Unfortunately the more nearsighted you are, the thicker your lenses need to be for you to see clearly. Luckily, there have been great innovations in spectacle lenses over the last 10-15 years, with new technologies being utilized to create thinner, stronger lenses. Long ago, spectacle lenses were only available in glass.
Then plastic become available and most people preferred the plastic due to the fact that they were much lighter, and also safer. If the glass lens broke, shards could damage the eye. This does not happen with plastic. The downside is that the plastic scratches easier than glass, but with proper care, this can be avoided (you have to stop cleaning your glasses with your shirt!). In the early days, only one plastic material was available, CR 39.
However, there have been lots of newer designs and materials created so you will have a greater selection to choose from than before. There are newer materials called hi-index (also called ultrathin) lenses and newer designs like aspheric designs that can make lenses thinner, lighter, and better looking than traditional materials.
How are the lenses made thinner?
As light hits a spectacle lens, it’s refracted (bent) so that it focuses on the retina. The amount of bending required depends on the prescription derived by the optometrist during an eye examination.

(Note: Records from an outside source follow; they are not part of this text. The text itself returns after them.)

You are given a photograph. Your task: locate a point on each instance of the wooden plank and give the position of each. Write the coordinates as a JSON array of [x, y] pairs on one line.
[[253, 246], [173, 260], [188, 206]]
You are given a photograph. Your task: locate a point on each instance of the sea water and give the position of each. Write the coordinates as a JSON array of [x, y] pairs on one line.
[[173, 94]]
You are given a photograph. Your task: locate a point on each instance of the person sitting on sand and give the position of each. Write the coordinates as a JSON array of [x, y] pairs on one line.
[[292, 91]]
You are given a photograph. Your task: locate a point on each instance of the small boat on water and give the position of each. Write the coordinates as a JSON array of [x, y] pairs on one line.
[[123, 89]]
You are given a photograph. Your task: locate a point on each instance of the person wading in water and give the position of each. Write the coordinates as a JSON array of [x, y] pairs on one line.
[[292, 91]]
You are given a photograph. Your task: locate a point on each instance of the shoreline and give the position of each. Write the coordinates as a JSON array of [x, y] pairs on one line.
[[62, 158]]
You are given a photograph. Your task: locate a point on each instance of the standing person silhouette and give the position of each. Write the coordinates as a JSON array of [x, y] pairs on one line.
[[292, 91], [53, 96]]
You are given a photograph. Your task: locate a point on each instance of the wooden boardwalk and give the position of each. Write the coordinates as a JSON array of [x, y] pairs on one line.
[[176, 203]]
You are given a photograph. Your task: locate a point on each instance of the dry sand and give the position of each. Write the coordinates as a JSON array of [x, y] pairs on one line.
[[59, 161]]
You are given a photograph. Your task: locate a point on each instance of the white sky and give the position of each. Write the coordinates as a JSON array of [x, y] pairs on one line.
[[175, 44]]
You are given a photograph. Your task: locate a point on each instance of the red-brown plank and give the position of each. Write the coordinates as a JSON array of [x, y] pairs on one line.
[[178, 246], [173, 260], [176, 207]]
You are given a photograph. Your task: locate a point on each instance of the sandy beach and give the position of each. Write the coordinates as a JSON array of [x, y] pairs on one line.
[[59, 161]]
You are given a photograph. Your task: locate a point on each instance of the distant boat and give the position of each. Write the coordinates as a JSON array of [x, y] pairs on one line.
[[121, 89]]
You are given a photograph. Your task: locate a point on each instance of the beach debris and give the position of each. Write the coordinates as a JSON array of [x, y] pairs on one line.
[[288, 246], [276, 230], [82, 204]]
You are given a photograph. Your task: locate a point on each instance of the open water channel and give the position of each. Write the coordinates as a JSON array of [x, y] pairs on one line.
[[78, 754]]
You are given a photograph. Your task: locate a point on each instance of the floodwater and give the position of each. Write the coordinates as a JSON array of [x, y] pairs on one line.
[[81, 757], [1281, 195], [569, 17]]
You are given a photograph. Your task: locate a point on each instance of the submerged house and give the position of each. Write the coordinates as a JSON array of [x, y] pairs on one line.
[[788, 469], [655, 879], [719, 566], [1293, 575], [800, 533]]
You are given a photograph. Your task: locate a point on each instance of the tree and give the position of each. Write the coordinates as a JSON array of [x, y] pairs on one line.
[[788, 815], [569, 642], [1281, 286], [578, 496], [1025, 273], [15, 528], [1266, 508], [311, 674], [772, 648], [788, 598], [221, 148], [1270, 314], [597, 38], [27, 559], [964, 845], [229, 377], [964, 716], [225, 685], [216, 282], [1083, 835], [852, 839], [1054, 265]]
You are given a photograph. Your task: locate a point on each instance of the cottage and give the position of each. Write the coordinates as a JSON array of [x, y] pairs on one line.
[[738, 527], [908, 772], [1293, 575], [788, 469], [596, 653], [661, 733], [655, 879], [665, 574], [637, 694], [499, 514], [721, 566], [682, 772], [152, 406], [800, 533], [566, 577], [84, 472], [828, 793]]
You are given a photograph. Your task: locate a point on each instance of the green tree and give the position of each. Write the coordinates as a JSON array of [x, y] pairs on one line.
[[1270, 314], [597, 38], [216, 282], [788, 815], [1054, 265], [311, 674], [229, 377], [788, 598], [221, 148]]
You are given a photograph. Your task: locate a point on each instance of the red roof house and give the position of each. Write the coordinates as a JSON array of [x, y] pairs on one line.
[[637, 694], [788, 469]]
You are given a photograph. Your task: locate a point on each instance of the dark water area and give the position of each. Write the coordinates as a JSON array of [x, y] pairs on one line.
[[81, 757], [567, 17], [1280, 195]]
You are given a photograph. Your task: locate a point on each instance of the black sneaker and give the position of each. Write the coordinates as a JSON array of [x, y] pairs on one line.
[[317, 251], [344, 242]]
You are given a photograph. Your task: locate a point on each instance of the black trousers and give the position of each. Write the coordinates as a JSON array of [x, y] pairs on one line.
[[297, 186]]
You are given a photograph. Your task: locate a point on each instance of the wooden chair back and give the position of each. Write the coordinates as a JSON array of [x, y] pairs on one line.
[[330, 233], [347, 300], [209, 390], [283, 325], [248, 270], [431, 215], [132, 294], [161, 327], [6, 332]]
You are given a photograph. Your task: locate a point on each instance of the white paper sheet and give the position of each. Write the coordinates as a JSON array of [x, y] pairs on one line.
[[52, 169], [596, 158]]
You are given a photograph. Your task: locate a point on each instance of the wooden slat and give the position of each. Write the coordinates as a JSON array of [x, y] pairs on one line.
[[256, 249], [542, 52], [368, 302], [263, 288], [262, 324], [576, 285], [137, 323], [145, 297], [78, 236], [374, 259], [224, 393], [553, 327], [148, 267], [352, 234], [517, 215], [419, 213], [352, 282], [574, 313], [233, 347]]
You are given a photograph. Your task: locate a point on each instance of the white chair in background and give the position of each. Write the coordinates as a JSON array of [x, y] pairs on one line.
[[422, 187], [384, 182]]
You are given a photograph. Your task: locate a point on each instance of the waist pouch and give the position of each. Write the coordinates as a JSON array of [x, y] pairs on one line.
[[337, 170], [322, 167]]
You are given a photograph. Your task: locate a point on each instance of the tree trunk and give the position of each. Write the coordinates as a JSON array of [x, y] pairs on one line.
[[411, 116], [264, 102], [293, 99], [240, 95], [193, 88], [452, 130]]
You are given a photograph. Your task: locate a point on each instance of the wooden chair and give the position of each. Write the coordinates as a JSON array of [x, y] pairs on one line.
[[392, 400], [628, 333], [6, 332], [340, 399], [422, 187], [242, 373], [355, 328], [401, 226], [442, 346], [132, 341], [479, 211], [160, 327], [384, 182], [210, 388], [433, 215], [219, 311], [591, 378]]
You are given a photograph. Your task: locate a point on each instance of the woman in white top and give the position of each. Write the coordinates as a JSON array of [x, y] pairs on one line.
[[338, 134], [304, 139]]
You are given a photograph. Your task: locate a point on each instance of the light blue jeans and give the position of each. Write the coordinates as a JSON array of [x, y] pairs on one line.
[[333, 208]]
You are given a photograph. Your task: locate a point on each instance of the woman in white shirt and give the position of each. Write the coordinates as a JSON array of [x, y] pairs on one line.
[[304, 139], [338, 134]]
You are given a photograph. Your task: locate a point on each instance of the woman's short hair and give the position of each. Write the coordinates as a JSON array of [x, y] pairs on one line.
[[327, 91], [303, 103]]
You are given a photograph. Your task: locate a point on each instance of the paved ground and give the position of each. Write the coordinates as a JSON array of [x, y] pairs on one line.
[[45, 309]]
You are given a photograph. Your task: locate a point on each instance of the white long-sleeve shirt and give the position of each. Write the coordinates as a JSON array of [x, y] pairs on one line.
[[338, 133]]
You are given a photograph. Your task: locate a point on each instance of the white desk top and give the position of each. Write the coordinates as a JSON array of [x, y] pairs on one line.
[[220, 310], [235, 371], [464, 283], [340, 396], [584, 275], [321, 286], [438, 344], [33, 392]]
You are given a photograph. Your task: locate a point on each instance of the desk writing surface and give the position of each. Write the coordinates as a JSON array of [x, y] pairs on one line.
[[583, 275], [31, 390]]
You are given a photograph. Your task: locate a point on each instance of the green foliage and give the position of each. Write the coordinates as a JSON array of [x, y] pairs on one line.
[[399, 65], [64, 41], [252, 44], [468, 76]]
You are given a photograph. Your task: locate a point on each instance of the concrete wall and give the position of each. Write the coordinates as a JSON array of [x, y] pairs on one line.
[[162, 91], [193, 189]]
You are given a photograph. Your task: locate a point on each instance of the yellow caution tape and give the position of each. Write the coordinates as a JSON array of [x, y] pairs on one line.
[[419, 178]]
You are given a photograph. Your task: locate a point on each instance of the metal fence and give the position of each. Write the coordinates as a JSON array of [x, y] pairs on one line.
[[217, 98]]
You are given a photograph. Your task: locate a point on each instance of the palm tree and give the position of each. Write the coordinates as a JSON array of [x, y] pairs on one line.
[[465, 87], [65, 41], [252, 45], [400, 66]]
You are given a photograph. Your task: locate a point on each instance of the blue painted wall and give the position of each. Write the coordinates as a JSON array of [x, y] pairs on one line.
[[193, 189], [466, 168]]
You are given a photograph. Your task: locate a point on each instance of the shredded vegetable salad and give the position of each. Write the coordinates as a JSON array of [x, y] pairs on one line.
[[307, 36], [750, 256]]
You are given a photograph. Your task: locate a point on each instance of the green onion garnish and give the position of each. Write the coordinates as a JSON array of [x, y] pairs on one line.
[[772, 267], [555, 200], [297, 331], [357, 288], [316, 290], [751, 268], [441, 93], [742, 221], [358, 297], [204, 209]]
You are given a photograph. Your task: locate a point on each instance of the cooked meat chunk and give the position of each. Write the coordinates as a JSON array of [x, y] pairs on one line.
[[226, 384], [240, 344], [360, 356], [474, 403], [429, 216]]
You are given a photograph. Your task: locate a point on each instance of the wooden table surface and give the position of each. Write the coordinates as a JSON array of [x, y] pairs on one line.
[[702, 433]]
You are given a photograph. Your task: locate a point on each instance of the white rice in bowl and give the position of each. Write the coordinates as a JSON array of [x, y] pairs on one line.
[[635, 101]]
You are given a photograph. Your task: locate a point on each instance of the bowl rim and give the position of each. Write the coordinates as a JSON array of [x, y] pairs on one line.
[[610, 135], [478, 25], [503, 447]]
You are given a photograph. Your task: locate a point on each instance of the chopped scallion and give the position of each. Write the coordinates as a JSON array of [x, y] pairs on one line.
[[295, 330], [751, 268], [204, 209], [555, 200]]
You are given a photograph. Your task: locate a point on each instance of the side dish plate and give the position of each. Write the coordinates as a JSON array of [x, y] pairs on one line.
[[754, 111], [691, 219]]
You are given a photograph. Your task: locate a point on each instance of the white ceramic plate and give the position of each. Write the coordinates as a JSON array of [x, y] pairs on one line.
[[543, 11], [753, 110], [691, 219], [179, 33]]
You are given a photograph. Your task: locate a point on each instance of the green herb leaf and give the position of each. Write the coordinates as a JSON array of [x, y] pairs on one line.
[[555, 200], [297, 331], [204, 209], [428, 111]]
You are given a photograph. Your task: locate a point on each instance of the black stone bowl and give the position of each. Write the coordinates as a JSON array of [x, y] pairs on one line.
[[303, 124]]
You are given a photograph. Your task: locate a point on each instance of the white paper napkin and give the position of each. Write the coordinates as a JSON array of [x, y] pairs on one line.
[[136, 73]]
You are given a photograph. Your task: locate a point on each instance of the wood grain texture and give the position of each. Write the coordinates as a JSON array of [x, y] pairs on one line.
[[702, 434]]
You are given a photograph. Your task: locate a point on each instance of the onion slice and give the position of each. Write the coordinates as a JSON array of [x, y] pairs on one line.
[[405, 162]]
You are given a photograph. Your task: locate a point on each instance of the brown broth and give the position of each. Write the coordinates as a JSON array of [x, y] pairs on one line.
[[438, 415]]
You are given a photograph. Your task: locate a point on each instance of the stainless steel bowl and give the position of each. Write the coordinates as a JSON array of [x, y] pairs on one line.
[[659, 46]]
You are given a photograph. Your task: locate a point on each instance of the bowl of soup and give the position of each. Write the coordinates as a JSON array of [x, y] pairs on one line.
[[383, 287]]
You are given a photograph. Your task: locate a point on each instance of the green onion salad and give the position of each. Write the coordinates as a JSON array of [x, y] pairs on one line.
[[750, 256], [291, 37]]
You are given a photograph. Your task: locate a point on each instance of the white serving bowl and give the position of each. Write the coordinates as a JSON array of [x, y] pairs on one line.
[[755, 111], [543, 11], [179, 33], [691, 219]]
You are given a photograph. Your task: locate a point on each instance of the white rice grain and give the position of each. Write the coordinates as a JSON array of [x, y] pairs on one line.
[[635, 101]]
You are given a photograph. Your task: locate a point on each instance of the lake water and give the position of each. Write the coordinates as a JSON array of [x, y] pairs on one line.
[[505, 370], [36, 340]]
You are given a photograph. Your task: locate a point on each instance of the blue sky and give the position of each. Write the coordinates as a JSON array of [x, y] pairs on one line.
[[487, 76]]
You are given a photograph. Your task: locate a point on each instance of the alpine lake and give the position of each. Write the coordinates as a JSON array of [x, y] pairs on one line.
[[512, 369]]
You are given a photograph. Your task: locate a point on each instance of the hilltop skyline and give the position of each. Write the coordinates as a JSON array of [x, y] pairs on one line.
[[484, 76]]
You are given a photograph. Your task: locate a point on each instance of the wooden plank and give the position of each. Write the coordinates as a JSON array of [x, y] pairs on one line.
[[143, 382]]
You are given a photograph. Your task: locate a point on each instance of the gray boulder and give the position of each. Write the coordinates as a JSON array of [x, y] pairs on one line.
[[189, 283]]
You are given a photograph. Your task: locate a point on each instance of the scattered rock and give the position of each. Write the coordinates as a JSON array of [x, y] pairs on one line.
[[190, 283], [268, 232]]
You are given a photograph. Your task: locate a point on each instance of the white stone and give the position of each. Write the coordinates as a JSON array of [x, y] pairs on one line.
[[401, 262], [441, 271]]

The higher your prescription, the more the light needs to be bent. The amount of the bending is achieved by the thickness of the lens and the material used. High index lenses are made of materials that are compressed, or denser, than regular plastic material, so that you get the same prescription in a thinner lens. ‘High index’ means that the lenses are constructed of a plastic or glass material that has a higher index of refraction. Currently the highest index plastic lens has an index of 1.71. Conventional plastic has an index of 1.49. There are several different materials with different indices of refraction that give corresponding varying degrees of thinness. For example, 1.71 is the highest index, but the most commonly used high index materials are 1.60 or 1.66, depending on the prescription. The higher the index, the more expensive the lens. With high index lenses, the less you get, the more you pay! You can get these thinner lenses in both single vision and bifocals. If one of your eyes needs a much stronger prescription than the other, you can get the ultra-thin material in that stronger side and regular plastic in the other so that the thicknesses match.
High index material allows the spectacle lens to be made thinner. The examples above show the same prescription lenses in both regular and hi-index lens materials.
The power of the lens is achieved by grinding curves into the front and back surfaces. Another way of making the lens thinner is to change the curvatures of these lens surfaces. Most lenses have a front and back surface curvature that is spherical, (round, like a ball). However, these lenses can be manufactured so that the curvature changes from the centre to the edge.
This is called aspheric design and allows the edge of the lenses to be thinner, while achieving the same power at the centre. This means that the lenses do not ‘bulge’ out of the frame edge as much as regular lenses. In this case, the lenses are made thinner by the design, not the material.
Lenses can be made 20-30% thinner than with regular plastic materials. These lenses are more expensive, but look much nicer. Your optometrist can advise you on the best type of lens material for optimal form and function of your new spectacles, depending on your prescription.